JHacks set out last year to solve this problem. They would hold a 20-hour hackathon, which is shorter than most, from Saturday night to Sunday afternoon. According to Pedoeim, the event was successful for its first year, but the organizers had bigger sights for where it could go in the future.
This year, JHacks strove to market itself as more inclusive. “We didn’t necessarily want to be just a Jewish hackathon.” he said. One tactic to make the event more appealing to all hackers was a conference held on Shabbat in Van Munching Hall instead of programming.
The conference included activities such as a cyber security talk with Jewish professor Jonathan Katz, director of the Maryland Cybersecurity center, and interview preparation workshops for jobs in technology.
The theme of this year’s JHacks was “hacking for a better world,” inspired by the Jewish principle Tikkun Olam, sometimes translated as “repairing the world.”
Programming began around 8:30 p.m. Students from the University of Maryland, Binghamton University, Rutgers University and other schools crowded around tables with computers and notebooks, discussing their ideas and designs while eating pizza.
Tali Ron, a sophomore math and computer science major and first-time hackathon participant, said working in an environment where she is within both her Jewish and computer science communities made her less nervous and less focused on winning.
“If this was a room full of strangers I would feel more, maybe less friendly, a little bit more competitive, more determined to win,” Ron said. “[But at Hillel,]if I suddenly get a headache from my project and want to take a break and wander over to a table with people who are in my classes and I might actually be able to help them. That would be amazing. I’d be happy to help.”
According to both Ron and MLH Operation Specialist Jade Yee, learning, not winning, is the focus of hackathons. “People might not realize it, but it’s a community building event,” Yee said.
Despite the positive attitude described by participants and organizers, hackathons may pose some major health concerns for frequent attendees. Ruoxi Li, a junior computer science major, has been to many hackathons, and won several. But Li was recently diagnosed with arrhythmia, an irregular heartbeat. He believes it is due to attending events like hackathons.
“It’s the culture for hackers, for engineers to work really hard, maybe throughout the night,” Li said. His concerns are that hackers are not getting enough sleep or eating well for the entirety of the hackathon. At many hackathons, the only sleeping space is the floor and the only food is pizza. JHacks had fruit, chips and soda in addition to stacks of pizza and provided sleeping spaces separate from programming spaces, but still with only floor space to sleep.
“The idea of a hackathon is like a hacking marathon. I think the whole idea is to let you hack without stopping, but I don’t think it’s a really good idea.” he said. At every hackathon, including those Li won, he went home to sleep instead of staying at the facility.
But an abundance of pizza did not hinder student teams Workrite, RX Alert and Watchit, who received first, second and third places respectively.

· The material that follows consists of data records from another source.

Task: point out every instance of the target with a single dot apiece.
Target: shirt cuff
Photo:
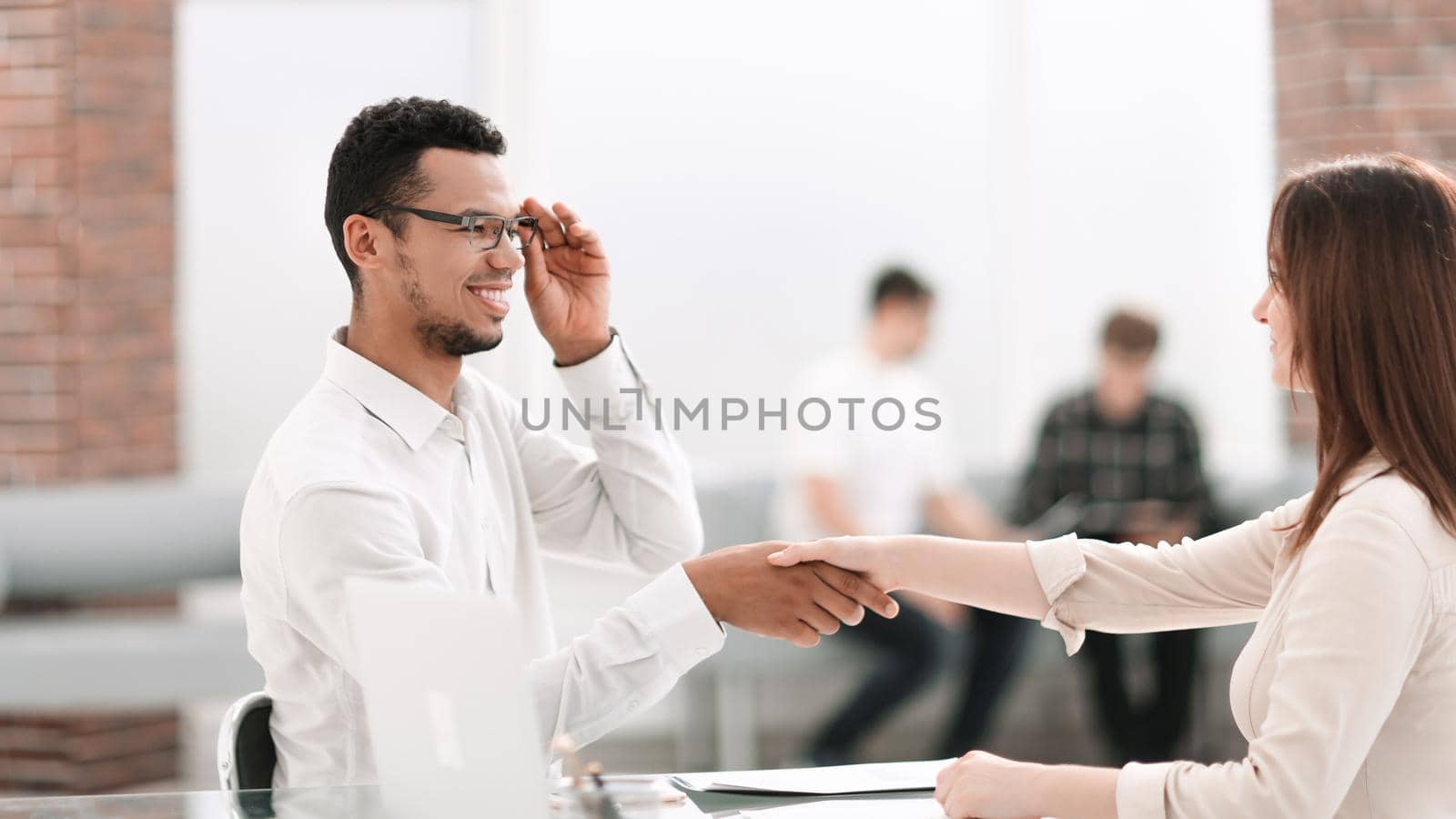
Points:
(597, 383)
(1140, 790)
(1059, 564)
(673, 612)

Winners were based on the product’s or project’s technical difficulty; ideation, design and scalability; completion; presentation; and connection to the theme.
To win first prize, Workrite used accelerometers sensors small enough to be sewn into clothing to determine correct limb orientation when exercising. The accelerometer would alert a wearer differently based on whether he or she performed exercises correctly.
According to freshman electrical engineering major and JHacks Logistics team member Avi Passy, the biggest hits were the hardware supplied by MLH. The league brought Arduinos, Oculus virtual reality goggles and Pebble smart watches, all of which participants could try and use for free.
Though more teams than last year worked through Saturday night, spirits were not drooping Sunday, Passy said. Thinking back over the entire event he said, “All in all, it seemed like everyone had a lot of fun.”